O segundo ponto seria relacionado aos chamados ‘derivados’ dos recursos genéticos, que são os elementos produzidos a partir destes recursos e que, geralmente, têm um valor econômico bem maior do que os próprios recursos, como, por exemplo, as patentes dos medicamentos. As ‘conversas de corredor’ indicam que a União Europeia não estaria aceitando a inclusão da palavra ‘derivados’ no texto do protocolo como uma estratégia para tentar abrir brechas na repartição de benefícios dos mesmos.
O fator crítico desse impasse é que os países em desenvolvimento já chegaram à COP anunciando que sem a aprovação de um bom protocolo de ABS, eles não estariam dispostos a aprovar outros itens da negociação, como o importante Plano Estratégico de redução da perda de biodiversidade para 2011-2020.
Isso significa que sem a aprovação do protocolo o cenário mais provável é um fracasso geral da COP 10 da CDB, uma vez que os temas negociados precisam de consenso dos 193 países membros da CDB para terem validade.
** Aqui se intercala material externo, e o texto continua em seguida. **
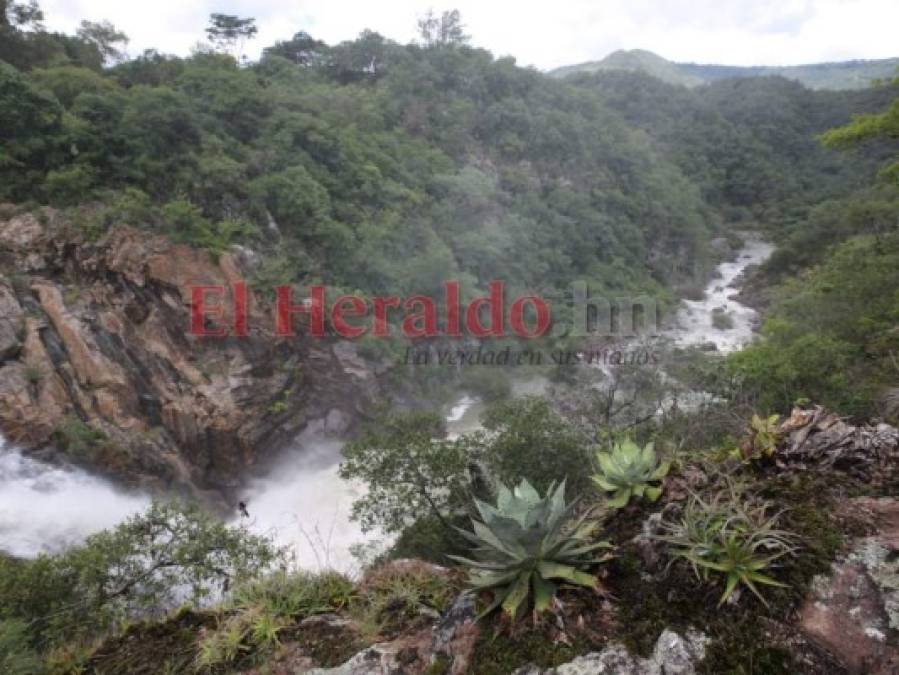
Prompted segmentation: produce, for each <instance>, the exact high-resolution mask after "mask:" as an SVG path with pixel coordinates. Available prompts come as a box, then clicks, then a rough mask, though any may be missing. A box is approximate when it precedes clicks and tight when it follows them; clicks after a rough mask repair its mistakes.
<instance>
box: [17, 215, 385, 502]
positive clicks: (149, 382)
mask: <svg viewBox="0 0 899 675" xmlns="http://www.w3.org/2000/svg"><path fill="white" fill-rule="evenodd" d="M247 260H248V257H247V256H245V255H230V254H224V255H222V256H220V257H219V258H218V259H215V258H214V257H213V256H211V255H210V254H209V253H208V252H206V251H202V250H197V249H194V248H192V247H190V246H186V245H181V244H174V243H172V242H171V241H170V240H168V239H167V238H165V237H162V236H158V235H153V234H149V233H147V232H144V231H140V230H136V229H134V228H131V227H127V226H120V227H115V228H113V229H111V230H110V231H109V232H108V233H106V234H105V235H104V236H103V237H102V238H101V239H99V240H98V241H95V242H92V241H88V240H87V239H85V237H84V236H83V235H82V234H80V233H79V232H78V231H77V230H76V229H75V228H73V227H72V226H71V225H70V224H69V223H67V222H66V221H65V220H64V219H63V218H62V217H61V216H60V215H59V214H58V213H56V212H54V211H52V210H49V209H46V210H44V211H41V212H40V213H37V214H32V213H29V214H24V215H19V216H16V217H13V218H11V219H8V220H5V221H0V271H2V276H0V429H2V431H3V433H4V434H5V435H6V436H7V438H8V439H10V440H11V441H12V442H14V443H17V444H19V445H21V446H25V447H27V448H31V449H36V450H38V451H42V452H44V453H45V454H51V453H52V452H55V451H53V450H50V448H57V449H59V448H62V449H64V450H65V449H66V448H68V450H67V454H68V455H69V459H71V460H73V461H76V462H80V463H83V464H88V465H91V466H92V468H95V469H99V470H101V471H105V472H106V473H109V474H112V475H114V476H115V477H117V478H119V479H120V480H124V481H126V482H129V483H133V484H139V485H141V486H143V487H151V488H159V489H167V490H171V489H173V488H175V489H177V488H182V489H184V490H187V491H189V492H192V493H195V494H196V493H202V492H206V491H209V492H210V494H214V493H217V494H221V493H222V491H227V490H228V489H229V488H231V487H234V486H236V485H237V483H238V480H239V477H240V476H242V475H245V474H246V470H247V469H248V467H250V466H252V465H254V464H257V463H259V462H261V461H263V460H264V459H265V457H266V456H267V454H268V453H270V452H271V451H272V450H273V449H275V448H277V447H278V446H279V445H281V444H283V443H285V442H286V441H288V440H289V439H291V438H293V437H294V436H295V435H296V434H297V432H298V431H299V430H301V429H303V428H304V427H305V426H307V425H308V424H309V423H310V422H317V423H319V424H321V425H322V426H323V428H326V430H328V431H337V432H343V431H345V430H346V429H347V427H348V426H349V424H350V422H351V421H352V420H353V419H354V418H355V417H356V416H357V413H358V409H360V407H361V406H362V405H363V404H364V401H365V400H366V399H367V398H368V397H370V396H371V395H372V394H373V392H374V391H375V380H374V376H373V375H372V374H371V373H370V372H369V371H368V370H367V369H366V367H365V364H364V363H363V362H362V361H361V360H360V359H358V358H357V357H356V355H355V350H354V346H353V345H351V344H350V345H341V346H340V347H339V348H337V349H335V344H333V343H331V342H329V341H327V340H321V339H310V338H305V337H295V338H278V337H276V336H275V335H274V333H273V330H274V325H273V320H272V314H271V311H270V309H269V308H267V307H265V306H263V303H262V302H261V300H260V299H259V298H258V297H256V296H254V295H253V294H252V291H251V293H250V297H249V335H248V336H247V337H222V338H210V337H206V338H203V337H196V336H192V335H191V334H190V333H189V327H190V304H191V286H193V285H215V286H223V287H225V289H226V294H225V298H224V303H223V307H224V310H223V312H222V313H221V314H220V315H218V316H215V317H211V318H210V319H208V321H209V322H211V323H210V327H214V326H215V325H218V326H230V325H231V323H232V318H233V317H232V313H231V309H230V307H231V299H232V297H231V294H232V291H231V288H232V284H233V283H234V282H236V281H239V280H241V279H243V278H244V277H247V276H249V275H250V274H251V273H252V270H251V269H248V268H247V265H246V261H247ZM72 436H75V438H72ZM41 449H43V450H41Z"/></svg>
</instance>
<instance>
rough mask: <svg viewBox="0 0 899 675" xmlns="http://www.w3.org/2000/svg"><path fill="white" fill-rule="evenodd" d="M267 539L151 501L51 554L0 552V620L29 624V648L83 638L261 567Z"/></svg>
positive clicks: (186, 509) (177, 509)
mask: <svg viewBox="0 0 899 675" xmlns="http://www.w3.org/2000/svg"><path fill="white" fill-rule="evenodd" d="M278 559H279V552H278V551H276V550H275V549H274V548H273V547H272V546H271V544H270V542H269V541H268V540H267V539H265V538H263V537H259V536H256V535H253V534H250V533H248V532H247V531H246V530H243V529H240V528H235V527H230V526H228V525H225V524H224V523H222V522H220V521H218V520H216V519H215V518H213V517H211V516H209V515H208V514H206V513H205V512H203V511H202V510H200V508H199V507H197V506H193V505H181V504H175V503H161V502H156V503H154V504H153V505H152V506H150V508H149V509H148V510H147V511H146V512H145V513H142V514H138V515H135V516H132V517H131V518H129V519H128V520H126V521H125V522H123V523H121V524H120V525H117V526H116V527H115V528H114V529H112V530H104V531H102V532H99V533H97V534H95V535H92V536H90V537H88V538H87V540H86V541H85V543H84V544H83V545H81V546H75V547H73V548H70V549H68V550H67V551H65V552H64V553H61V554H59V555H55V556H47V555H42V556H39V557H38V558H36V559H34V560H27V561H8V560H6V559H4V558H0V596H2V597H3V604H2V605H0V620H6V619H20V620H24V621H26V622H29V623H30V624H31V625H32V629H33V631H34V633H35V635H34V638H35V643H36V646H45V645H53V644H59V643H60V642H63V641H66V640H69V639H71V638H74V637H78V636H84V637H87V636H91V635H96V634H98V633H101V632H103V631H106V630H108V629H109V628H111V627H112V626H113V625H114V624H115V622H117V621H120V620H122V619H124V618H129V617H137V616H145V615H146V614H147V613H148V612H150V613H154V612H155V613H158V612H164V611H166V610H167V609H171V608H172V607H174V606H176V605H177V604H178V603H180V602H182V601H183V600H184V596H185V594H186V593H189V594H190V597H191V598H192V599H193V600H194V601H200V600H202V599H203V598H205V597H208V596H209V595H210V594H212V593H213V592H215V591H216V590H219V591H222V590H227V589H228V588H229V587H232V586H233V585H234V584H236V583H238V582H240V581H242V580H244V579H248V578H251V577H255V576H258V575H260V574H262V573H264V572H265V571H266V570H267V569H268V568H269V567H270V566H271V565H272V564H273V563H275V562H276V561H277V560H278Z"/></svg>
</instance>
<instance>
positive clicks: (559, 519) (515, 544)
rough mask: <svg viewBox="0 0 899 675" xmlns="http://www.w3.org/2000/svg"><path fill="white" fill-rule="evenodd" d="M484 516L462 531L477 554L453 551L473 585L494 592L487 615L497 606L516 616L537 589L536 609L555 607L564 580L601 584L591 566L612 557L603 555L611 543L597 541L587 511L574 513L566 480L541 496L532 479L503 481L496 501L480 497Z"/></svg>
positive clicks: (456, 559)
mask: <svg viewBox="0 0 899 675" xmlns="http://www.w3.org/2000/svg"><path fill="white" fill-rule="evenodd" d="M475 506H476V507H477V510H478V513H479V514H480V516H481V519H482V520H481V521H478V520H476V519H474V518H472V528H473V532H468V531H466V530H460V532H461V533H462V534H463V535H464V536H465V537H466V539H468V540H469V541H470V542H471V543H472V544H473V545H474V548H473V550H472V558H473V559H472V558H465V557H460V556H453V559H454V560H456V561H458V562H460V563H462V564H464V565H466V566H468V568H469V585H470V586H471V588H472V589H475V590H490V591H492V592H493V602H492V603H491V604H490V606H489V607H487V609H486V610H484V612H482V613H481V616H485V615H487V614H489V613H490V612H492V611H493V610H494V609H496V608H497V607H500V606H501V607H502V609H503V611H504V612H505V613H506V614H508V615H509V616H510V617H511V618H513V619H514V618H516V617H517V616H518V615H519V613H520V612H521V609H522V608H524V607H527V606H528V604H529V598H530V596H531V593H533V597H534V601H533V607H534V611H535V612H542V611H545V610H547V609H549V608H550V607H551V605H552V601H553V598H554V597H555V594H556V590H557V589H558V586H559V584H572V585H576V586H585V587H587V588H596V587H597V586H598V581H597V579H596V577H595V576H593V575H591V574H589V573H587V572H586V571H585V570H586V569H587V568H588V567H590V566H591V565H593V564H596V563H600V562H603V561H605V560H608V559H609V557H610V556H609V555H601V556H599V557H597V551H598V550H599V549H604V548H605V549H608V548H611V546H610V544H608V543H607V542H597V541H594V540H593V538H592V535H593V533H594V531H595V529H596V523H595V522H594V521H590V520H587V517H586V514H585V515H584V516H582V517H580V518H573V517H572V510H573V507H574V503H570V504H566V503H565V482H564V481H563V482H562V483H561V484H560V485H558V486H557V487H556V486H555V485H554V484H553V485H551V486H550V487H549V489H548V490H547V493H546V496H545V497H541V496H540V494H539V493H538V492H537V490H535V489H534V488H533V487H532V486H531V484H530V483H528V481H527V480H523V481H521V483H519V485H518V486H517V487H515V488H514V489H513V490H509V489H508V488H507V487H505V486H500V488H499V494H498V498H497V502H496V506H492V505H490V504H487V503H485V502H482V501H480V500H475Z"/></svg>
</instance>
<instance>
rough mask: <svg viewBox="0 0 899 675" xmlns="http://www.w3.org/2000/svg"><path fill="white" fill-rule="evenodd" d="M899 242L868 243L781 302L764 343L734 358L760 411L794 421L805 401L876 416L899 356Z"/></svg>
mask: <svg viewBox="0 0 899 675" xmlns="http://www.w3.org/2000/svg"><path fill="white" fill-rule="evenodd" d="M896 288H899V236H897V235H896V234H894V233H891V234H886V235H883V236H877V235H865V236H858V237H854V238H851V239H849V240H848V241H846V242H844V243H842V244H840V245H838V246H837V247H836V248H835V249H834V250H833V252H832V253H831V254H830V255H828V256H827V257H826V259H825V260H824V262H822V263H821V264H820V265H818V266H816V267H814V268H812V269H811V270H809V271H808V272H807V273H806V274H805V275H804V276H803V277H802V278H801V279H796V280H793V281H788V282H786V283H785V284H783V285H782V286H781V287H780V288H779V289H778V290H777V292H776V294H775V302H774V303H773V306H772V308H771V310H770V312H769V316H770V318H769V319H768V320H767V321H766V322H765V324H764V326H763V330H762V339H761V341H760V342H758V343H757V344H755V345H752V346H750V347H748V348H747V349H745V350H743V351H741V352H736V353H734V354H732V355H731V356H729V358H728V364H729V367H730V369H731V372H732V373H733V375H734V376H735V377H736V379H737V382H738V385H739V387H740V388H741V390H742V394H743V395H744V396H747V397H748V398H749V399H750V400H751V401H753V403H754V406H755V407H756V408H757V409H768V410H775V411H780V412H782V413H788V412H789V410H790V408H791V407H792V405H793V403H794V402H795V401H796V400H797V399H801V398H805V399H808V400H812V401H815V402H816V403H820V404H823V405H826V406H829V407H831V408H834V409H837V410H840V411H841V412H843V413H844V414H850V415H858V416H865V415H869V414H871V413H872V412H874V411H875V410H876V400H877V397H878V394H879V392H880V391H881V390H882V389H883V388H884V387H887V386H889V385H890V383H891V382H892V381H893V380H894V377H893V376H892V374H891V373H893V372H895V371H894V365H893V362H892V358H891V356H890V355H891V354H895V353H897V351H899V341H897V340H899V338H897V335H896V333H895V331H894V330H893V327H894V326H895V324H896V319H897V317H899V296H897V294H896V292H895V289H896Z"/></svg>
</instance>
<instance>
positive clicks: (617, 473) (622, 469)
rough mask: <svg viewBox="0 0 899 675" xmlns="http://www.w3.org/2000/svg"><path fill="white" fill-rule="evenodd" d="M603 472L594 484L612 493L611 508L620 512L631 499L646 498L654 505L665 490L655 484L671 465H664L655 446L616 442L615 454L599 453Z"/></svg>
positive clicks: (601, 451)
mask: <svg viewBox="0 0 899 675" xmlns="http://www.w3.org/2000/svg"><path fill="white" fill-rule="evenodd" d="M596 461H597V463H598V464H599V470H600V473H598V474H596V475H594V476H593V482H594V483H595V484H596V485H597V486H598V487H599V489H600V490H603V491H605V492H611V493H612V498H611V499H609V501H608V505H609V506H611V507H612V508H615V509H619V508H621V507H623V506H625V505H626V504H627V503H628V501H630V498H631V497H632V496H633V497H646V498H647V499H648V500H649V501H651V502H654V501H655V500H657V499H658V498H659V496H660V495H661V494H662V488H661V487H656V486H654V485H651V483H658V482H660V481H661V480H662V479H663V478H664V477H665V476H667V475H668V470H669V469H670V468H671V464H670V462H667V461H666V462H660V461H659V458H658V457H657V455H656V452H655V449H654V448H653V444H652V443H647V444H646V446H644V447H643V448H641V447H640V446H639V445H637V444H636V443H634V442H633V441H632V440H630V439H627V440H624V441H622V442H621V443H615V444H614V445H613V446H612V451H611V452H602V451H599V452H597V453H596Z"/></svg>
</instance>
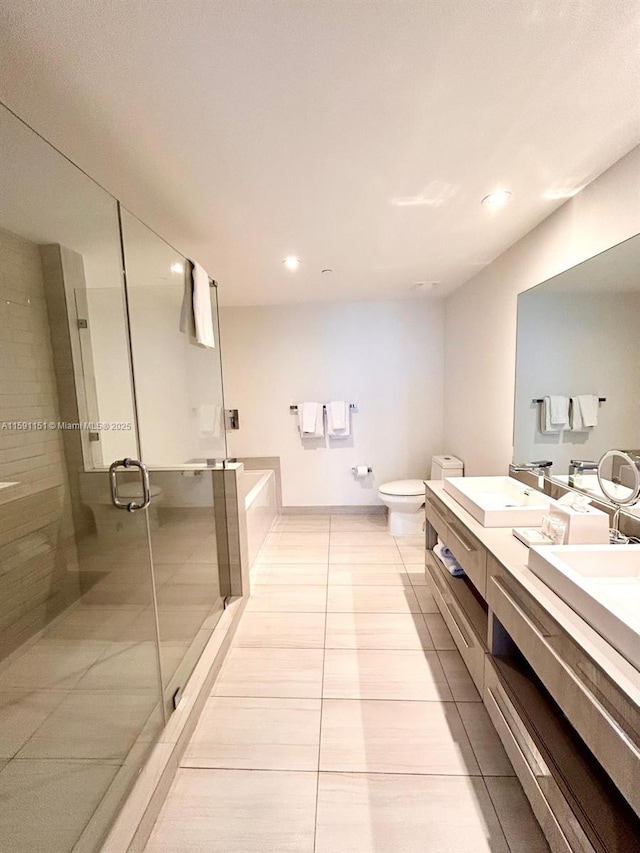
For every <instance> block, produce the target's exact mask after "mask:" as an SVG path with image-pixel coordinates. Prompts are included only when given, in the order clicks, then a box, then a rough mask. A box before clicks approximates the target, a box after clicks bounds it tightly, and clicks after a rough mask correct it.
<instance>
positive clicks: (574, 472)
mask: <svg viewBox="0 0 640 853" xmlns="http://www.w3.org/2000/svg"><path fill="white" fill-rule="evenodd" d="M597 470H598V463H597V462H593V461H592V460H589V459H572V460H571V462H570V463H569V480H568V485H569V486H571V487H572V488H575V485H576V474H584V472H585V471H597Z"/></svg>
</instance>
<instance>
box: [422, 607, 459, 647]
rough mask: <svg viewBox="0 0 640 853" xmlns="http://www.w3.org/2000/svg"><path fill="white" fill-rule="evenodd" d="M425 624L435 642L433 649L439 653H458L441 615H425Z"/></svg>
mask: <svg viewBox="0 0 640 853" xmlns="http://www.w3.org/2000/svg"><path fill="white" fill-rule="evenodd" d="M424 619H425V622H426V623H427V628H428V629H429V634H430V635H431V639H432V641H433V647H434V648H435V649H438V651H440V650H442V651H456V650H457V648H456V644H455V642H454V640H453V637H452V636H451V634H450V632H449V629H448V628H447V625H446V623H445V621H444V619H443V618H442V616H441V615H440V614H439V613H425V614H424Z"/></svg>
O WWF-Brasil e a Rede WWF estão acompanhando as negociações e esperam que até sexta-feira – data limite para a entrega do documento base de ABS para as negociações de alto nível – um acordo seja alcançado. “A convenção tem que ser implementada por inteiro, inclusive nesse aspecto de beneficiar os detentores mais diretos da biodiversidade. A aprovação desse protocolo está sendo adiada há 20 anos, e por isso é mais do que aceitável que esses países tenham uma postura mais dura para conseguir essa aprovação”, apontou a secretária-geral do WWF-Brasil, Denise Hamú.
A importância da COP 10 da CDB em Nagoia
As Conferências das Partes (leia-se países membros ) da CDB (Convenção especial da ONU para debater biodiversidade) acontecem bianualmente e têm como objetivo definir e debater ações para conservação da biodiversidade do planeta. A COP de Nagoia – que acontece em 2010, declarado pela ONU como Ano Internacional da Biodiversidade com o intuito de chamar a atenção do mundo para a importância do tema – é uma COP especial e extremamente importante. Nela serão definidas as ações de conservação da biodiversidade que países terão que implementar na próxima década. Resultados pouco ambiciosos nessa COP representam um grande risco para humanidade uma vez que a biodiversidade global está seriamente ameaçada e a Terra está próxima de atingir um ponto de colapso em que nunca mais poderá se recuperar dos impactos sofridos.